-
Bug
-
Resolution: Done
-
Major
-
5.3.0.Final
-
None
Problem
It is possible to get the node, which would be permanently locked, when stressed with multiple concurrent writes and, perhaps, unfortunate timing. For more details and a detailed explanation as to how to reproduce the issue, please refer to the following post:
As suggested by hchiorean, once the MODE-2670 was resolved, I pulled in the latest code and gave the aforementioned test case another try. The results were surprising. Here is a comparison between what I saw before and what I see now.
Before:
- A few runs of the provided test case, using the same DB between runs, could result in the corruption of the originally locked node, where multiple attempts from multiple members of the cluster, performed after configured lock expiration, could not unlock the node.
- When corruption happens in the previous step, an attempt to run the same test again will fail right away for various underlying reasons, e.g. NullPointerException, DocumentAlreadyExistsException. Note that all members of the cluster could be stood up for actual test to begin, i.e. there were no problems getting members online.
Now:
- Every run of the test case hangs after ~ 20 seconds, i.e. there are some successful/failed actions taking place for some time, but after that everything freezes. The thread dump reveals plenty of threads waiting on a condition to happen, for instance:
"modeshape-event-dispatcher-17-thread-1" #154 prio=5 os_prio=31 tid=0x00007fb8d349d000 nid=0x14d07 waiting on condition [0x000000012bb64000] java.lang.Thread.State: WAITING (parking) at sun.misc.Unsafe.park(Native Method) - parking to wait for <0x00000007710e3068> (a java.util.concurrent.locks.AbstractQueuedSynchronizer$ConditionObject) at java.util.concurrent.locks.LockSupport.park(LockSupport.java:175) at java.util.concurrent.locks.AbstractQueuedSynchronizer$ConditionObject.await(AbstractQueuedSynchronizer.java:2039) at org.modeshape.common.collection.ring.BlockingWaitStrategy.waitFor(BlockingWaitStrategy.java:46) at org.modeshape.common.collection.ring.GarbageCollectingConsumer$1.waitFor(GarbageCollectingConsumer.java:61) at org.modeshape.common.collection.ring.GarbageCollectingConsumer.run(GarbageCollectingConsumer.java:87) at java.util.concurrent.ThreadPoolExecutor.runWorker(ThreadPoolExecutor.java:1142) at java.util.concurrent.ThreadPoolExecutor$Worker.run(ThreadPoolExecutor.java:617) at java.lang.Thread.run(Thread.java:745) "in-memory-corruption-25" #95 daemon prio=5 os_prio=31 tid=0x00007fb8d405d800 nid=0xf903 waiting on condition [0x00000001293ef000] java.lang.Thread.State: WAITING (parking) at sun.misc.Unsafe.park(Native Method) - parking to wait for <0x0000000770d83250> (a java.util.concurrent.locks.AbstractQueuedSynchronizer$ConditionObject) at java.util.concurrent.locks.LockSupport.park(LockSupport.java:175) at java.util.concurrent.locks.AbstractQueuedSynchronizer$ConditionObject.await(AbstractQueuedSynchronizer.java:2039) at java.util.concurrent.LinkedBlockingQueue.take(LinkedBlockingQueue.java:442) at java.util.concurrent.ThreadPoolExecutor.getTask(ThreadPoolExecutor.java:1067) at java.util.concurrent.ThreadPoolExecutor.runWorker(ThreadPoolExecutor.java:1127) at java.util.concurrent.ThreadPoolExecutor$Worker.run(ThreadPoolExecutor.java:617) at java.lang.Thread.run(Thread.java:745)

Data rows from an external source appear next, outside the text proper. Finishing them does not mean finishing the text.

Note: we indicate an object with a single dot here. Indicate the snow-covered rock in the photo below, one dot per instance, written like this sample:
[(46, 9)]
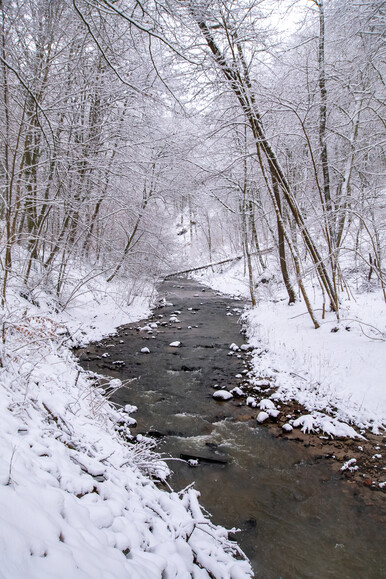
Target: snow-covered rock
[(262, 416), (222, 395), (320, 422)]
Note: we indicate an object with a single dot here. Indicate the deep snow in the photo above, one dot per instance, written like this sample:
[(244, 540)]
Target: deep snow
[(339, 368), (76, 499)]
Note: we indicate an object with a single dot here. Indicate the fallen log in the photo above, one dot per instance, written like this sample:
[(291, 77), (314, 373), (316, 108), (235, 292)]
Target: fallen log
[(209, 459), (213, 264)]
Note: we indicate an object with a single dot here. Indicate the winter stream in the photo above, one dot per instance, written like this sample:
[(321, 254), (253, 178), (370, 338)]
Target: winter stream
[(296, 518)]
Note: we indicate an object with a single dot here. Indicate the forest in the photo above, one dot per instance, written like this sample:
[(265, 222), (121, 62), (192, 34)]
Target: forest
[(252, 124), (139, 139)]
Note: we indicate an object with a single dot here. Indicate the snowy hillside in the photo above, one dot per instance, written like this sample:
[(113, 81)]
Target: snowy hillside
[(76, 499)]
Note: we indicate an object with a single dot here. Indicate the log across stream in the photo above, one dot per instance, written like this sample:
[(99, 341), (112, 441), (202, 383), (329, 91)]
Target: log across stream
[(296, 518)]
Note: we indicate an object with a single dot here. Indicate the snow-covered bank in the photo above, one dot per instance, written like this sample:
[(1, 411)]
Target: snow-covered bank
[(76, 500), (339, 368)]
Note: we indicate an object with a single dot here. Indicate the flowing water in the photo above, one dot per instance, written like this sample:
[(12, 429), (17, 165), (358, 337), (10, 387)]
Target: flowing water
[(296, 519)]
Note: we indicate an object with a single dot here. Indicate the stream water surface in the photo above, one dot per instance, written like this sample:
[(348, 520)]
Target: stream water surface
[(296, 518)]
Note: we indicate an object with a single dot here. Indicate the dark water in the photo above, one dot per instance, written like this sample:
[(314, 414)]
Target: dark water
[(296, 519)]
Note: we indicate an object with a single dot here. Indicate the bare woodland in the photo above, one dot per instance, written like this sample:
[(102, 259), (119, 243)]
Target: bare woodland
[(237, 125)]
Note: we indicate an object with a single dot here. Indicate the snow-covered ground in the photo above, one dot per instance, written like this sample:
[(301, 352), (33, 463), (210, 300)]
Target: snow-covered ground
[(76, 500), (339, 368)]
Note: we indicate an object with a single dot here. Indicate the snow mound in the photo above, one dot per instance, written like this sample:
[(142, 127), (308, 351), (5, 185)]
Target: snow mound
[(319, 422), (222, 395), (78, 494)]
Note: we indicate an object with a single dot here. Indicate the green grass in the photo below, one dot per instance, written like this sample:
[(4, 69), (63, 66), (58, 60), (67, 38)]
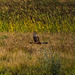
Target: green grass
[(42, 16), (19, 57), (54, 19)]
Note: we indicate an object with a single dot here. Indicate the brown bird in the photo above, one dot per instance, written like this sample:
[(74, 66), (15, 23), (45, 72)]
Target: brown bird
[(36, 38)]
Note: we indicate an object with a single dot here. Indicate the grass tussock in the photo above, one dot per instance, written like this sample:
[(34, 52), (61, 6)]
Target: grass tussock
[(20, 57)]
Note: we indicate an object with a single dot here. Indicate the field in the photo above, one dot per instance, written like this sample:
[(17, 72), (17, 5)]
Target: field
[(54, 22)]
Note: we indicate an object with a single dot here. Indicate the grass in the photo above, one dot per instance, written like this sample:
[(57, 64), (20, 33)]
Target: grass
[(54, 21), (20, 57), (26, 16)]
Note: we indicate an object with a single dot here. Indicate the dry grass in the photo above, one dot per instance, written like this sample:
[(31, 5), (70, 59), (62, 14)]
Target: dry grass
[(15, 48)]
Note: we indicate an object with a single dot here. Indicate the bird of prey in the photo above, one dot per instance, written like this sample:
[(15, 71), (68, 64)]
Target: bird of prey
[(36, 38)]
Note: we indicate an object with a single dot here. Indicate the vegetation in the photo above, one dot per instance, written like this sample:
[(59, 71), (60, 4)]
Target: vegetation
[(19, 57), (39, 15), (54, 18)]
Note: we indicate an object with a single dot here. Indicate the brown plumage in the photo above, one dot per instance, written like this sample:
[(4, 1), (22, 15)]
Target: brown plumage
[(36, 38)]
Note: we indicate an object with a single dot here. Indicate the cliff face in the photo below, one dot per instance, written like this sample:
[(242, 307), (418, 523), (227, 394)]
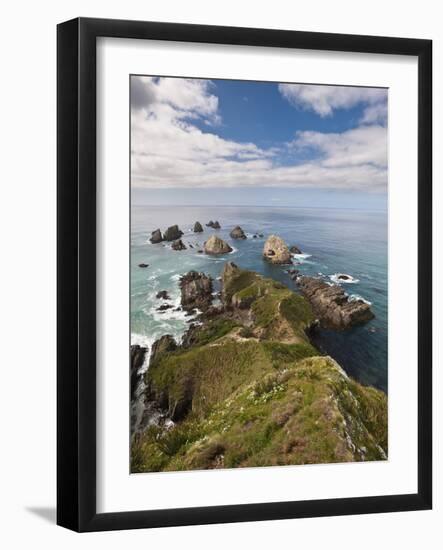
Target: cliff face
[(248, 389)]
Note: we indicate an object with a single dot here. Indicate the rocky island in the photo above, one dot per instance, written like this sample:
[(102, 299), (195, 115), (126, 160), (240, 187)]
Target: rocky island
[(215, 245), (247, 388), (276, 251)]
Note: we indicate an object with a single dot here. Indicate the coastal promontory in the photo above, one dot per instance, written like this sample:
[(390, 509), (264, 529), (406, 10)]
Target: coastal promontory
[(215, 245), (247, 388)]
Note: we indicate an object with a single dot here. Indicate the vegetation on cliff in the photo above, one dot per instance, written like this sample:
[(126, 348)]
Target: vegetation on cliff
[(248, 389)]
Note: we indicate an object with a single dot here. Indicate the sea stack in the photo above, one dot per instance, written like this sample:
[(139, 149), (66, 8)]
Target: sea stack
[(215, 245), (237, 233), (332, 305), (276, 251), (156, 237), (178, 245), (172, 233)]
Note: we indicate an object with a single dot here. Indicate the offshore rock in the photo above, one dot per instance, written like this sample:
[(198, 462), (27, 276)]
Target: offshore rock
[(156, 237), (332, 304), (196, 291), (237, 233), (276, 251)]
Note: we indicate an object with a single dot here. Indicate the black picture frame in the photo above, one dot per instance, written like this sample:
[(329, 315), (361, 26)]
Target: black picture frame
[(76, 279)]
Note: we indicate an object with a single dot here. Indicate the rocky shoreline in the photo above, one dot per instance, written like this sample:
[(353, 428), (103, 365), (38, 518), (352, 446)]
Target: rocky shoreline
[(243, 372)]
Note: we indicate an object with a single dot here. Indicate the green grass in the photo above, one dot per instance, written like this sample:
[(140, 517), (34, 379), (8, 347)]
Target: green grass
[(260, 401)]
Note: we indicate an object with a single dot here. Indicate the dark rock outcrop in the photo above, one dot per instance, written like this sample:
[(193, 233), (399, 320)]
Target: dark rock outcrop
[(178, 245), (276, 251), (165, 344), (332, 305), (172, 233), (215, 245), (196, 291), (156, 237), (237, 233), (137, 358)]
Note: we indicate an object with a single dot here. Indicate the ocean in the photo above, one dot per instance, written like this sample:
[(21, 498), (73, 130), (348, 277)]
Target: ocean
[(332, 241)]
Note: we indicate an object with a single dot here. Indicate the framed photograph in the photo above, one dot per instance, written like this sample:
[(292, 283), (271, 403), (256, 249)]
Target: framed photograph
[(244, 274)]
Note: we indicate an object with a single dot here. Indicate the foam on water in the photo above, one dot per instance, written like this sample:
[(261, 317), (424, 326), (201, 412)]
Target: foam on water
[(336, 278)]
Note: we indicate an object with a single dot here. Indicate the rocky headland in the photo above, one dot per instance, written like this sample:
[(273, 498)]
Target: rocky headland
[(332, 305), (247, 388), (237, 233)]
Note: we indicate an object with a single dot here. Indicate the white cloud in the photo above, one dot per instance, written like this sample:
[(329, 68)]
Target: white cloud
[(366, 145), (325, 99), (170, 150)]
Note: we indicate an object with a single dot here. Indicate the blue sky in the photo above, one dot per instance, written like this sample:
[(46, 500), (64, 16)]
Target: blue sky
[(289, 144)]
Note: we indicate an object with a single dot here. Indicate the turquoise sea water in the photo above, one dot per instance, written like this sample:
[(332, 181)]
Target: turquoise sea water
[(332, 241)]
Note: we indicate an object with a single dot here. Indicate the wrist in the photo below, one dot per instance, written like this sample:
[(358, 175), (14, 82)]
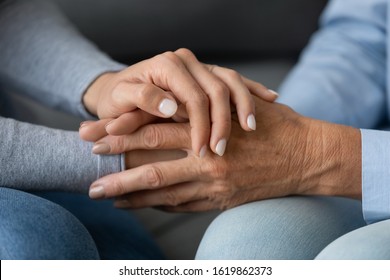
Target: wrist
[(333, 160), (92, 94)]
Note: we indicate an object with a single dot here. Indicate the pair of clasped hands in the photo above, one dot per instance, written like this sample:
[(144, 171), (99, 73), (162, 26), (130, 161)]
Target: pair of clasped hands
[(174, 117)]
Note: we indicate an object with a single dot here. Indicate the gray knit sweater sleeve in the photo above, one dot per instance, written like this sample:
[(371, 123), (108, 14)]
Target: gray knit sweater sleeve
[(43, 56)]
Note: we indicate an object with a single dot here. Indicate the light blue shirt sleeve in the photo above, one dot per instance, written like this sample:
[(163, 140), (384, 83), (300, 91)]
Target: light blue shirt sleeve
[(376, 175), (341, 77)]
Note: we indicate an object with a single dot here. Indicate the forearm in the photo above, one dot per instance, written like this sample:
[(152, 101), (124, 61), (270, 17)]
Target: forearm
[(45, 57), (39, 158)]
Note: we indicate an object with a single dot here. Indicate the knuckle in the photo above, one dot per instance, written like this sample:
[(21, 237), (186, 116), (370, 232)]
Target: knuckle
[(233, 75), (215, 169), (220, 89), (143, 94), (201, 100), (117, 145), (153, 177), (171, 57), (171, 198), (152, 137), (117, 92), (118, 187)]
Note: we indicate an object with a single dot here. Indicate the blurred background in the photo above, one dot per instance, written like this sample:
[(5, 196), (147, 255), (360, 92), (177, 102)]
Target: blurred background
[(261, 39)]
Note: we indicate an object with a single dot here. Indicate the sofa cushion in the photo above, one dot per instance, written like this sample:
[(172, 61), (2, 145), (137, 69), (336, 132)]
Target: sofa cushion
[(140, 28)]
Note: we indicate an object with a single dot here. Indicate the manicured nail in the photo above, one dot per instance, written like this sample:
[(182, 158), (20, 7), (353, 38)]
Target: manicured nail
[(221, 147), (251, 122), (84, 123), (122, 203), (97, 192), (168, 107), (274, 92), (101, 148), (203, 151)]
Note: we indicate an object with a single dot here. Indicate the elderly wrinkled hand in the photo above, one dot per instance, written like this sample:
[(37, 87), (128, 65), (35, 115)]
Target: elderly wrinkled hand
[(288, 154), (177, 85)]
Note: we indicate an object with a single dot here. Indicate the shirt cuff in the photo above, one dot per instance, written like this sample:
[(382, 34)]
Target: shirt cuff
[(375, 175)]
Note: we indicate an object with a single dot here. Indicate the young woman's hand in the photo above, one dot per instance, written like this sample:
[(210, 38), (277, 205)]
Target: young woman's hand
[(176, 85)]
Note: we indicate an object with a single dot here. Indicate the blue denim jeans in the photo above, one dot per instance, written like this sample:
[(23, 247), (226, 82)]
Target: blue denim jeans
[(296, 228), (69, 226)]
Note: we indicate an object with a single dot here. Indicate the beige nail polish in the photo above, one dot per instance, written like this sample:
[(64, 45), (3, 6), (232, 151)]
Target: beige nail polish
[(274, 92), (97, 192), (221, 147), (203, 151), (251, 122), (167, 107), (101, 148)]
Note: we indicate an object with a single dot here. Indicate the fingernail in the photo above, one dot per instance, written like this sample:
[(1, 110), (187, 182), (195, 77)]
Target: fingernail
[(251, 122), (101, 148), (221, 147), (107, 126), (97, 192), (122, 203), (168, 107), (203, 151), (84, 123), (274, 92)]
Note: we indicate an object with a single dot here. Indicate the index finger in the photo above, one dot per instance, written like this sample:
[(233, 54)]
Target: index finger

- Eventually, the log gets filled with the following entries, but the process does not get terminated:
[in-memory-corruption-23] org.modeshape.jcr.cache.RepositoryCache - Repository '9f2434a6-4378-4fe7-a352-aea6c07f56b1' is still not fully initialized after 10 minutes. Aborting.
- If I terminate the Java process that was stuck and run the same test again without cleaning the H2 DB on the filesystem, I can never get to the actual execution of the test, because the members of the cluster necessary for testing cannot be stood up, i.e. two out of five members get started, but then nothing happens.
Summary
The MODE-2670 did make a big difference, but in a clustered environment such a difference ended up having an unexpected outcome, assuming the provided test case is valid. I sincerely hope that I am doing something wrong and I would be thrilled to have a confirmation of that. Otherwise, this problem can result in very much undesired consequences for a production system that relies on ModeShape.
hchiorean, knowing the additional details and problems provided in this JIRA, would it be possible for you to revisit the following decision?
As far as I'm concerned, after I fix
MODE-2670I will focus on something else because these complex test cases simply take up too much of my time. If in the meantime someone else in the community proposes a fix, I'm more than happy to review any PRs.
As far as complexity of the provided test case goes, unless I messed something up in terms of configuration, the presented scenario is fairly common in a clustered environment where multiple consumers work with a single node, e.g. creating files under a given folder. It is true that I had to manually craft the delay between retries for each thread, but that was done to make sure that the problem can be reproduced.
hchiorean and rhauch, as always, your help is greatly appreciated. The turnaround time for various issues is simply amazing, especially for an open-source project. Once again, my apologies for so many questions, however, I hope that in the long run your answers will help the entire community.